“追風說當時不僅出現張義,更是出現了另外的一隊人。”

另外的一對人?

宮孺天是在後麵一點才來到的,所以,不難猜測是不是他動了手腳。

那麽他動了手腳的目的是什麽?

這個男人的心思真是難以抓摸不透,他和江白蘇,劉貴妃一邊的。

而且劉貴妃更是看她不爽已久,把所以的那些厭惡都放到了自己的身上,隻可惜楚漓兒幫她躲了過去。

柳月吟看著外麵的月季花,漸漸愣了神。

當回過神的時候,墨祁淵已經出現在了她的後麵,而瑩兒早已經不知道什麽時候離開了。

“見到本王很詫異?”

柳月吟伸出手推了一下墨祁淵,避免男人沉重的身子壓到自己,“那倒是沒有。”

墨祁淵順著柳月吟的目光往窗外麵的看去,隻見那幾株長得好的月季花,正在隨風擺動著。

“喜歡嗎?喜歡的話本王命人給你種植一片。

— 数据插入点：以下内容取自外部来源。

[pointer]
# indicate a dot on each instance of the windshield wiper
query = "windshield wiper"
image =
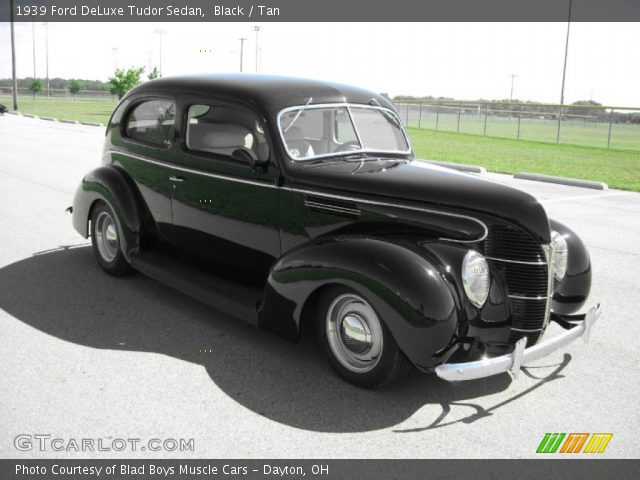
(302, 109)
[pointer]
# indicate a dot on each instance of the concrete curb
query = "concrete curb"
(458, 166)
(573, 182)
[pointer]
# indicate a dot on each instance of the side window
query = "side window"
(222, 130)
(151, 122)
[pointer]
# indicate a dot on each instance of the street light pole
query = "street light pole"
(46, 29)
(513, 76)
(33, 38)
(160, 32)
(13, 62)
(115, 57)
(256, 29)
(242, 40)
(564, 72)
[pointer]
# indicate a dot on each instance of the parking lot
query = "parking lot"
(85, 355)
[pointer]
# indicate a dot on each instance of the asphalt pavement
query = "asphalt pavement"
(87, 356)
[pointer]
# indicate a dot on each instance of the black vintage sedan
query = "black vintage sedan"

”

柳月吟立馬搖了搖頭。

不管是什麽,隻要柳月吟看過那個東西三秒,墨祁淵就會默認她似乎喜歡那個東西。

“種植這個東西,倒是沒有什麽難度,隻要你喜歡,本王都可以為你而去做。”

他記得布胡國的首領,為她的娘親種植過一片的月季花。

那麽,他也可以為自己的小女子,種植滿園的月家花。

他要她能夠感受到無比的寵愛,別人有的,他家的小寶貝必須也有擁有,別人沒有的,他家的小寶貝更是要擁有。

作為他墨祁淵的女人,定是不能虧待了。

“知道是哪裏來的人帶走了那個瓷白碗嗎?”柳月吟出聲問。

“你想知道點什麽?”

他沒有過多的想要去隱瞞這件事情,隻是今天,忽然殺出來的一路人,讓他觸不及防。

來者沒有惡意,目標就是在那個瓷白色的碗。

最意外的是,柳月吟竟然和另外的一滴血珠融合在了一起。

“我一直都想知道那個宮太傅,因為我感覺他並沒有那麽簡單。”

“宮太傅的背景沒有多少,隻不過參與了曾經南北陵的一場戰爭,加上為人處世方麵都很好,所以母妃便提議把他要去教導太子。”墨祁淵淡淡的說。

柳月吟看著墨祁淵眉頭緊鎖的樣子,也不好多問。

她看得出,發生這種事情,墨祁淵何嚐不想比她知道多一點,為了保護她的安全,他真的多了很多。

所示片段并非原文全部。